America’s IP system enables companies to raise capital from investors, devote funding to research and development projects, recoup those costs, and put revenue toward future projects. Without those safeguards, inventors and investors wouldn’t be able to take financial risks on innovative new treatments like the mRNA vaccines.

The pandemic demonstrated that we must value IP rights — and the inventors who rely on them — if we have any hope of responding effectively to future public health crises.

Paradoxically, however, the opposite is happening. Lawmakers and activists are pushing to dismantle the U.S. IP system that has worked so well since the Framers enshrined it in the Constitution.

Despite the critical role IP played in combating the pandemic, the World Trade Organization waived patent rights for all Covid-19 vaccines at the urging of parties who have long sought to weaken IP protections for their own benefit. Some countries are petitioning the trade body to expand the IP waiver to all Covid-19 therapeutics, and diagnostics as well.

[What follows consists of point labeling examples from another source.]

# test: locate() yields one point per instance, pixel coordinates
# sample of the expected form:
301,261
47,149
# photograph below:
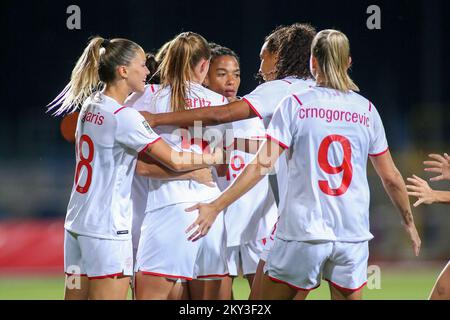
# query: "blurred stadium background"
403,68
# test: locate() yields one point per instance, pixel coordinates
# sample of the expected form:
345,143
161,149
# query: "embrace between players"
152,201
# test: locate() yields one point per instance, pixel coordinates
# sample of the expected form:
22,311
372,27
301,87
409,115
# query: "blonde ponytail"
331,48
95,67
83,81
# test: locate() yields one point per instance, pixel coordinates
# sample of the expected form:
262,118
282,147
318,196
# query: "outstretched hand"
419,188
441,165
207,214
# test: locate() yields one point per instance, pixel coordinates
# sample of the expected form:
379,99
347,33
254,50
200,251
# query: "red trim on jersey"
118,110
274,229
164,275
291,285
277,141
298,100
213,276
379,154
106,276
148,145
343,288
251,106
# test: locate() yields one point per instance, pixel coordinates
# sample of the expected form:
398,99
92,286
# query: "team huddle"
171,191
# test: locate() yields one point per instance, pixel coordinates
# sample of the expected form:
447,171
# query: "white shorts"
165,251
97,258
301,264
244,258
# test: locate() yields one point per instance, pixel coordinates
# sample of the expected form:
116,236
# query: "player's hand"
219,155
441,165
203,176
149,117
207,214
419,188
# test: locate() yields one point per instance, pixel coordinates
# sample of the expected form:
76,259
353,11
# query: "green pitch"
395,284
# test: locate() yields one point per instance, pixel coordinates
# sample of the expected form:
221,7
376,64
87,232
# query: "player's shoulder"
305,94
362,101
142,97
124,113
215,97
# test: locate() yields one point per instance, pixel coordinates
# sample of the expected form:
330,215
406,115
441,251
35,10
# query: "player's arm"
148,167
253,173
396,189
182,161
419,188
234,111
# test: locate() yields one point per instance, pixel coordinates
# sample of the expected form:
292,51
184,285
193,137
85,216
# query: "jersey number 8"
84,162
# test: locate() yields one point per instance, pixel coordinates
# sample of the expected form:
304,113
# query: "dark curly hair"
292,44
217,51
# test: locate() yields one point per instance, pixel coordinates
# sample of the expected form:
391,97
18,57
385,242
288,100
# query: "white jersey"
264,100
108,140
157,100
253,215
330,135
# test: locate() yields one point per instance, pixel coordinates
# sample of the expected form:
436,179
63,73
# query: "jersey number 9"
345,167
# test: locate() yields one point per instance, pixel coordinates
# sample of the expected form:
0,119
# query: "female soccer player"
148,168
284,68
249,220
323,229
164,255
108,139
419,188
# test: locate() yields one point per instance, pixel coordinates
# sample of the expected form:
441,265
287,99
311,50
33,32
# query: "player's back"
331,135
157,99
106,152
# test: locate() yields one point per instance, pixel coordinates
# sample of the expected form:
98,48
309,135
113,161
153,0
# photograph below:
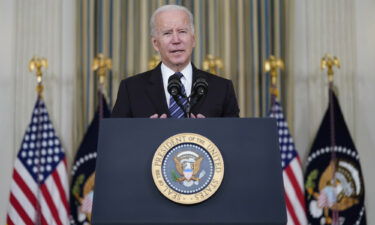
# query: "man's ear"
155,44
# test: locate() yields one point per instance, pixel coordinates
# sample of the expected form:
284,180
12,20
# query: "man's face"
173,39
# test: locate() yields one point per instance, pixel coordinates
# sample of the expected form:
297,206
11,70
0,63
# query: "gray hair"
170,8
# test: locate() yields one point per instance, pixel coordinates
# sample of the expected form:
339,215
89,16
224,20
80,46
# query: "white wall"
42,28
7,93
365,101
346,29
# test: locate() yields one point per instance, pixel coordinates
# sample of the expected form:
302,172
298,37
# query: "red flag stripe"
60,187
50,204
43,220
9,221
297,189
18,207
24,187
291,211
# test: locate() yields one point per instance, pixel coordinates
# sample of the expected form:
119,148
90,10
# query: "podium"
251,191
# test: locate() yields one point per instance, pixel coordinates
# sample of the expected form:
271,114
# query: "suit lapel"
155,91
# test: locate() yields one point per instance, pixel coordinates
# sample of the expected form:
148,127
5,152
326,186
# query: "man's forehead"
172,17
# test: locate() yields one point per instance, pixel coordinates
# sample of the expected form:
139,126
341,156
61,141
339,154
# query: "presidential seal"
187,168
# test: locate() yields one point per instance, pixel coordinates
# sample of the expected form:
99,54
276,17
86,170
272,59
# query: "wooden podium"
251,191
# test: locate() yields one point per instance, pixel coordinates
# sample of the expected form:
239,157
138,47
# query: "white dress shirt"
186,80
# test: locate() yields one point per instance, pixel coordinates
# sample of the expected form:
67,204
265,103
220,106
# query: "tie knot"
179,75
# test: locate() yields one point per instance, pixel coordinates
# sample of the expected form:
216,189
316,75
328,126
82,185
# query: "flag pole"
272,65
101,64
329,62
37,64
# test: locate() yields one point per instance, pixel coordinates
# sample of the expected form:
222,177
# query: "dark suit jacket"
143,95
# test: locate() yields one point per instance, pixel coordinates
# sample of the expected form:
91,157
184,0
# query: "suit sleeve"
122,105
231,106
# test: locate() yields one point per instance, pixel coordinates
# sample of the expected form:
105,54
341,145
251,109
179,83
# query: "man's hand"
198,116
156,116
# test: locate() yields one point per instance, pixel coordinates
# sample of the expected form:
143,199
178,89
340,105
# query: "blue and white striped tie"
174,109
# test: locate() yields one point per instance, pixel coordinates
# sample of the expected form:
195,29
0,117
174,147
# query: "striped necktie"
174,109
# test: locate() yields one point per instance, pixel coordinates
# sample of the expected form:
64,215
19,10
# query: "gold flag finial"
154,61
272,64
212,64
38,64
101,64
329,62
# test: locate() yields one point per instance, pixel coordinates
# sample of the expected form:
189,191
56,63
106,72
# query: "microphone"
200,89
175,90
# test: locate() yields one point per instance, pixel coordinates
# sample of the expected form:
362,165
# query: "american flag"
292,170
39,187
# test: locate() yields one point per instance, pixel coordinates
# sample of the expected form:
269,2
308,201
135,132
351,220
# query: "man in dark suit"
146,95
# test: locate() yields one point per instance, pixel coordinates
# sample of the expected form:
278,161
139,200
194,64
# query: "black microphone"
174,86
200,89
175,90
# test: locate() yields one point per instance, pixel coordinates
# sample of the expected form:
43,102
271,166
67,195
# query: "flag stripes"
292,170
39,187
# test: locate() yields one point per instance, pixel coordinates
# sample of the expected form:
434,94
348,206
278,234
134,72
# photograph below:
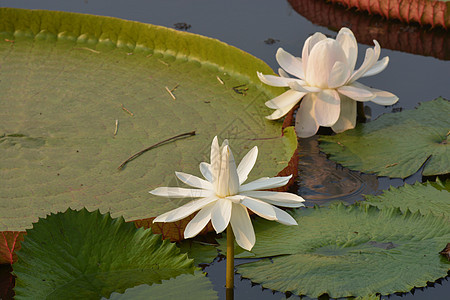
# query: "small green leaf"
185,286
426,197
81,254
397,145
349,251
200,253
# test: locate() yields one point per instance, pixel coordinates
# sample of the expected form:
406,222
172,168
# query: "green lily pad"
185,286
349,251
397,145
425,198
81,254
200,253
65,80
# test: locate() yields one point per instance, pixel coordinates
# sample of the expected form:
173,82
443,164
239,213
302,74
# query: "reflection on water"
326,181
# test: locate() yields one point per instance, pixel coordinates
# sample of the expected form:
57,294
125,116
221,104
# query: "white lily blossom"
326,80
224,198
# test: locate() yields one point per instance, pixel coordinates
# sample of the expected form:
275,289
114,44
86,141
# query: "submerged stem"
230,258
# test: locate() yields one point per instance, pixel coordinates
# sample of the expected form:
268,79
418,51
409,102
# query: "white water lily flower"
326,80
224,198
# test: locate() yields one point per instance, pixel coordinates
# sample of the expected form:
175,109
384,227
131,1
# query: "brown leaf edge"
393,35
424,12
9,244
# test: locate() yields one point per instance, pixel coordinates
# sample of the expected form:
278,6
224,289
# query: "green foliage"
200,253
349,251
64,80
185,286
427,197
81,254
397,145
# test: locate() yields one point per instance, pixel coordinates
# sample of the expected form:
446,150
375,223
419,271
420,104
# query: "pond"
260,28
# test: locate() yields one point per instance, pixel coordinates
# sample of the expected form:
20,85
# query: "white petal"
348,43
284,218
228,182
321,60
327,107
176,192
221,214
301,86
309,44
290,63
242,227
215,161
381,97
288,98
246,164
356,93
194,181
266,183
369,61
339,75
261,208
378,67
275,80
276,198
347,117
305,120
283,73
205,169
199,222
185,210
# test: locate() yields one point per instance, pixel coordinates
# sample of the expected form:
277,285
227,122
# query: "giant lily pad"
349,251
185,286
397,145
420,40
81,93
78,254
425,198
424,12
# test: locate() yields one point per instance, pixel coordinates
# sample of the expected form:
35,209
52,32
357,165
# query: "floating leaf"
418,197
81,254
397,145
349,251
424,12
9,243
81,94
200,253
419,40
185,286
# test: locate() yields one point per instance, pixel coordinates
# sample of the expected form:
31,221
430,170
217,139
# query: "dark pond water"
260,27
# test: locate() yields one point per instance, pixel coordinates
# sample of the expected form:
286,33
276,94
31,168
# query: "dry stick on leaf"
187,134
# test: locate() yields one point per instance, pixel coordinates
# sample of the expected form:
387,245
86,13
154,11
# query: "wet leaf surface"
81,254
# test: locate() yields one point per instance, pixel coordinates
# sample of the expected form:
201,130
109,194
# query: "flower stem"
187,134
230,258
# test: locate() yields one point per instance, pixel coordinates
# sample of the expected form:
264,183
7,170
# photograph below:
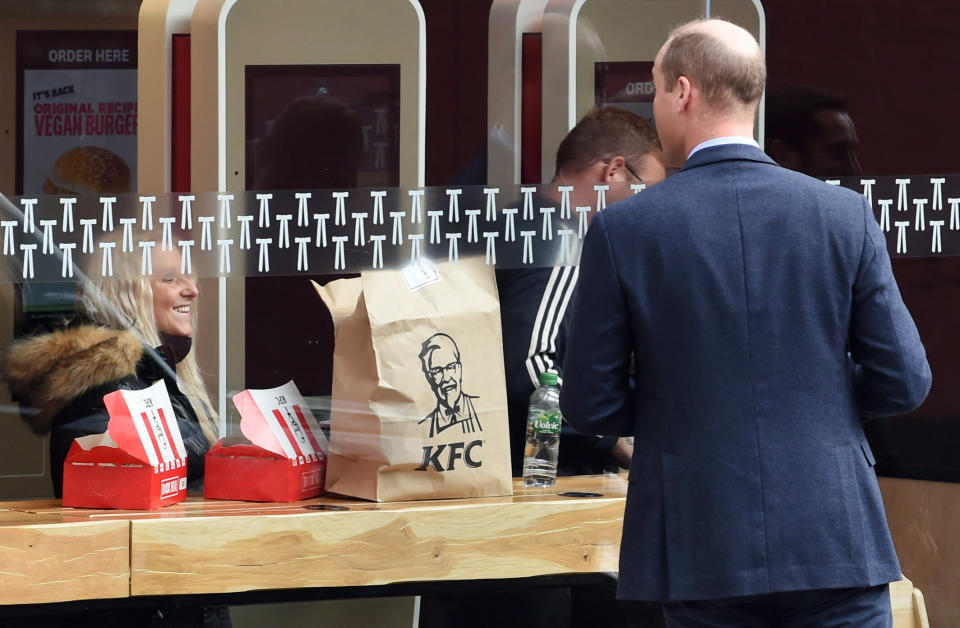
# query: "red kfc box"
139,463
283,457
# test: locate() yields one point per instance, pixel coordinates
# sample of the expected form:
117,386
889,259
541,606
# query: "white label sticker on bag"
419,274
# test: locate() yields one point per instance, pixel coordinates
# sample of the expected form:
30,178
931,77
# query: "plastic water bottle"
543,434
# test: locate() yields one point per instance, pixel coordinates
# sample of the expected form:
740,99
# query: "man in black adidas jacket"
608,146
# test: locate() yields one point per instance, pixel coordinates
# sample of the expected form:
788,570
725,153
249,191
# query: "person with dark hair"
608,146
758,309
811,131
315,141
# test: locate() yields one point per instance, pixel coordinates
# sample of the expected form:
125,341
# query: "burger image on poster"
88,170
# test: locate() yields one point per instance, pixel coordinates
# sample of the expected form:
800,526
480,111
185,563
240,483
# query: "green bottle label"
546,422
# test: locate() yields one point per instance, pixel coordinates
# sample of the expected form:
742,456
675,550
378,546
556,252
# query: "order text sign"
76,88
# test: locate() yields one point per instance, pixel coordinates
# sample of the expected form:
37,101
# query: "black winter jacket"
60,379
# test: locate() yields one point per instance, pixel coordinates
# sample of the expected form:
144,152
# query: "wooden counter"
45,558
226,547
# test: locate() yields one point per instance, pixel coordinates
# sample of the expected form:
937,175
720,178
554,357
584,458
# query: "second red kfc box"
282,456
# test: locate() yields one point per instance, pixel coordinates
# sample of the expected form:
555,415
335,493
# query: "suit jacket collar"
726,152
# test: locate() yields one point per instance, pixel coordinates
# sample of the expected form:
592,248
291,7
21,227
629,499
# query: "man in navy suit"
763,319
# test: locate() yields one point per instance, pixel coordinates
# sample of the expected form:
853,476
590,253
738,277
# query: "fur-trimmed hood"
47,371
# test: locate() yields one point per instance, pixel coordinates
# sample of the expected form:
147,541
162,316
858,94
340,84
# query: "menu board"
625,84
76,112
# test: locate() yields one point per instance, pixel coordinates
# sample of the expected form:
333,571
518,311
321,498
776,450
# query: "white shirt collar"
723,141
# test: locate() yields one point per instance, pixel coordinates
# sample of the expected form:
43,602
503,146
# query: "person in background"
608,146
315,142
811,131
760,312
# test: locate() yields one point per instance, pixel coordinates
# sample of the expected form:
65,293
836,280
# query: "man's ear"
617,164
683,91
784,154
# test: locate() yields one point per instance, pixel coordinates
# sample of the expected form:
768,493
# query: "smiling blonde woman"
131,330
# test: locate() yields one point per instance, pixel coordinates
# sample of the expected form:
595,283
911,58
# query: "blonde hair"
125,301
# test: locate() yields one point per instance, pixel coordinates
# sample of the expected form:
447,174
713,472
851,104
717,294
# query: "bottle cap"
548,379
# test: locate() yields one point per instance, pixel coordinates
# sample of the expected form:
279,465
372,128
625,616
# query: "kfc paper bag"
419,398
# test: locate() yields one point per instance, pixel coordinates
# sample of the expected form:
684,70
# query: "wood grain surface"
43,559
235,546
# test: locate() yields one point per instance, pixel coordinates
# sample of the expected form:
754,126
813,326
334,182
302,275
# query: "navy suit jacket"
765,321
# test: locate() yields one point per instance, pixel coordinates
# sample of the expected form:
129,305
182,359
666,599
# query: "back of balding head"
721,59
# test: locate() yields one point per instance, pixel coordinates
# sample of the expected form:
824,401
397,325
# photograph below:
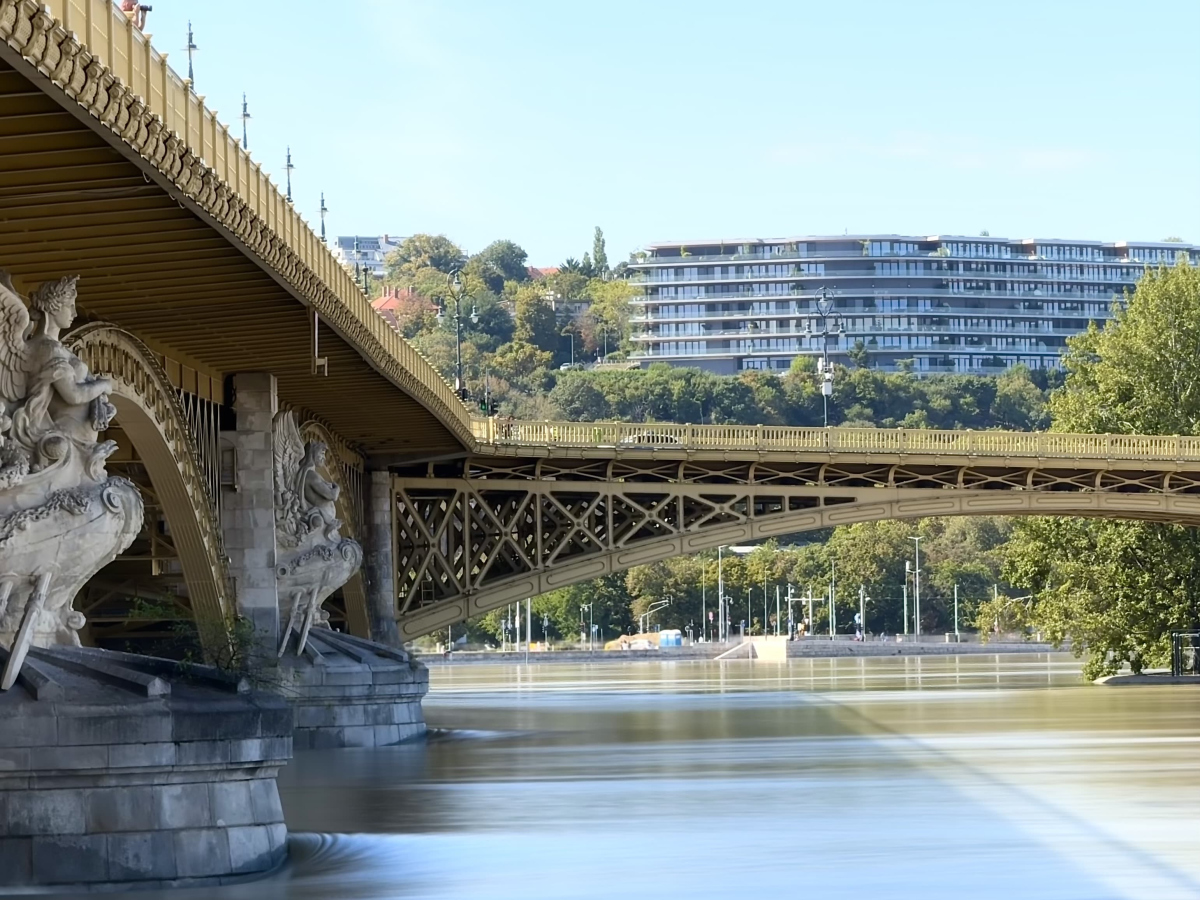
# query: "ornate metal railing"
95,54
497,432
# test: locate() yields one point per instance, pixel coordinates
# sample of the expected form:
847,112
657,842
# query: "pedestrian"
136,12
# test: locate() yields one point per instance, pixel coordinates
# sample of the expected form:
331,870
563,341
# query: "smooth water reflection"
990,777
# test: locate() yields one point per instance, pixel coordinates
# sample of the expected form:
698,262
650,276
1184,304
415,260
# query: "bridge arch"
430,555
183,466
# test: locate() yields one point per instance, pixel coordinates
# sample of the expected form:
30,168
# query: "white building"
940,304
366,251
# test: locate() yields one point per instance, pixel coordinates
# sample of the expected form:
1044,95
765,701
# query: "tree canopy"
1117,589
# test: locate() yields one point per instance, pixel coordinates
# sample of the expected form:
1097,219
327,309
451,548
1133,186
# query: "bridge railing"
666,436
112,37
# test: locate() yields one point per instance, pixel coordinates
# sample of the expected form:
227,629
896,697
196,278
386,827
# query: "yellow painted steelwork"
113,168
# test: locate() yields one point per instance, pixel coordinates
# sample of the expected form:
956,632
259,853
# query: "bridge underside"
76,199
485,532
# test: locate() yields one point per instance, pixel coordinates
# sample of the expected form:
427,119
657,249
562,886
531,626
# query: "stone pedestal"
353,693
378,565
249,516
120,769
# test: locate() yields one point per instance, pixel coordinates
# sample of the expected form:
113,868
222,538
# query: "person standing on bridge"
136,12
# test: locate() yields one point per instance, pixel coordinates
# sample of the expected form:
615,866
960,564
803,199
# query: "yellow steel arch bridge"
211,304
543,505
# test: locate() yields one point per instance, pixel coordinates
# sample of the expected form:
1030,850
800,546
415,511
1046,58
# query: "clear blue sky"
688,119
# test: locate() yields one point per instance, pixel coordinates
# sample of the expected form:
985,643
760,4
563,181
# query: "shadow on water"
991,778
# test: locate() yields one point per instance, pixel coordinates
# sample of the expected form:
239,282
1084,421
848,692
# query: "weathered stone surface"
54,490
94,805
312,558
354,693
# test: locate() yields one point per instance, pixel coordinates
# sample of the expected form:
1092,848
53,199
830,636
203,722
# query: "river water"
973,777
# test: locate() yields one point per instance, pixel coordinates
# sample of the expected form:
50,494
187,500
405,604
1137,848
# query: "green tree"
599,255
499,262
537,322
522,364
425,251
1117,589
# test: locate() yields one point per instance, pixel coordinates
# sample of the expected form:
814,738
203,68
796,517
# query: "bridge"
213,305
540,505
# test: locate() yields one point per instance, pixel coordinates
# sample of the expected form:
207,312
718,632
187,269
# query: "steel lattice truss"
479,533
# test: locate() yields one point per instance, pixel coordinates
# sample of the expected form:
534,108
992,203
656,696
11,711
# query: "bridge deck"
113,168
666,441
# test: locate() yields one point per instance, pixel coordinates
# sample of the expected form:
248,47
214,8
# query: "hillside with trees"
1115,589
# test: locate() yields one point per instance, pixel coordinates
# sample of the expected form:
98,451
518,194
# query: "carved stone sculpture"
312,558
61,516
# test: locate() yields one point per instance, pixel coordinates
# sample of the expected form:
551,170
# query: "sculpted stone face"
313,559
54,491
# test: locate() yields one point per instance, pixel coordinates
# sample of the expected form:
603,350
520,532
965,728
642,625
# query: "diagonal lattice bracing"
491,531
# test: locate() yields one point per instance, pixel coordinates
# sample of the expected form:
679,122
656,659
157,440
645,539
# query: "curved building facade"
934,304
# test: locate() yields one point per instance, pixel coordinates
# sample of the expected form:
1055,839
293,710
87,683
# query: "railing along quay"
497,432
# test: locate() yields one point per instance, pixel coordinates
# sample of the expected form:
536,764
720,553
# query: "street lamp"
570,334
916,586
827,313
457,292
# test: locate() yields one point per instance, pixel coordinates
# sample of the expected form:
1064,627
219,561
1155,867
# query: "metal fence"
669,436
1185,653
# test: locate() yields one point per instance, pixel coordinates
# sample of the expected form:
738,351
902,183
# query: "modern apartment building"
937,304
366,251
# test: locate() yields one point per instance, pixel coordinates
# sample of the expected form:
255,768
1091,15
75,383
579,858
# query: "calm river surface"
975,777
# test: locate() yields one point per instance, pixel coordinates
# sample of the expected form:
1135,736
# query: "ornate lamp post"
831,324
457,293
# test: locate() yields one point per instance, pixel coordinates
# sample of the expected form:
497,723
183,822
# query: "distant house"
400,306
366,251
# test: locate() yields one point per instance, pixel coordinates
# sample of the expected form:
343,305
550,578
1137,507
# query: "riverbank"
813,648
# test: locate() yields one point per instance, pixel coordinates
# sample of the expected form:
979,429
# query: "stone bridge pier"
283,520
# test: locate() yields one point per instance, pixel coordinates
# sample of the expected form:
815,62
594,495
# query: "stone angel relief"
304,499
312,558
61,516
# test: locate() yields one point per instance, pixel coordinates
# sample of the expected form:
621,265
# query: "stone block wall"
145,792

Stateside, activists and politicians are also asking the Biden administration to misuse a decades-old law to nullify patents on certain drugs. Others are claiming the government has the inherent right to simply seize patents — without compensating inventors — whenever it wants.

If successful, these efforts won’t just stunt pharmaceutical research and development. They will also weaken incentives for life-saving innovation across numerous other sectors — with serious consequences for the global economy and millions of American workers. And weakening IP protections would exacerbate the suffering of patients whose diseases now won’t be cured — and deprive Americans of innovations needed to combat climate change or any other societal challenges that require investments in risky innovation.

We’re launching the Council for Innovation Promotion to tell the story of innovation and its importance to our country’s success, explain that strong IP rights are a necessary and critical component behind that innovation, and fend off unfounded attacks on our IP system. We aim to educate lawmakers and the public about the value of IP and advocate for commonsense, bipartisan policies that will promote innovation, boost economic competitiveness, and improve living standards everywhere.

We hope our work will support America’s preeminence as the most innovative country in the world — a country where people celebrate inventors and reward them for their hard and inherently risky work.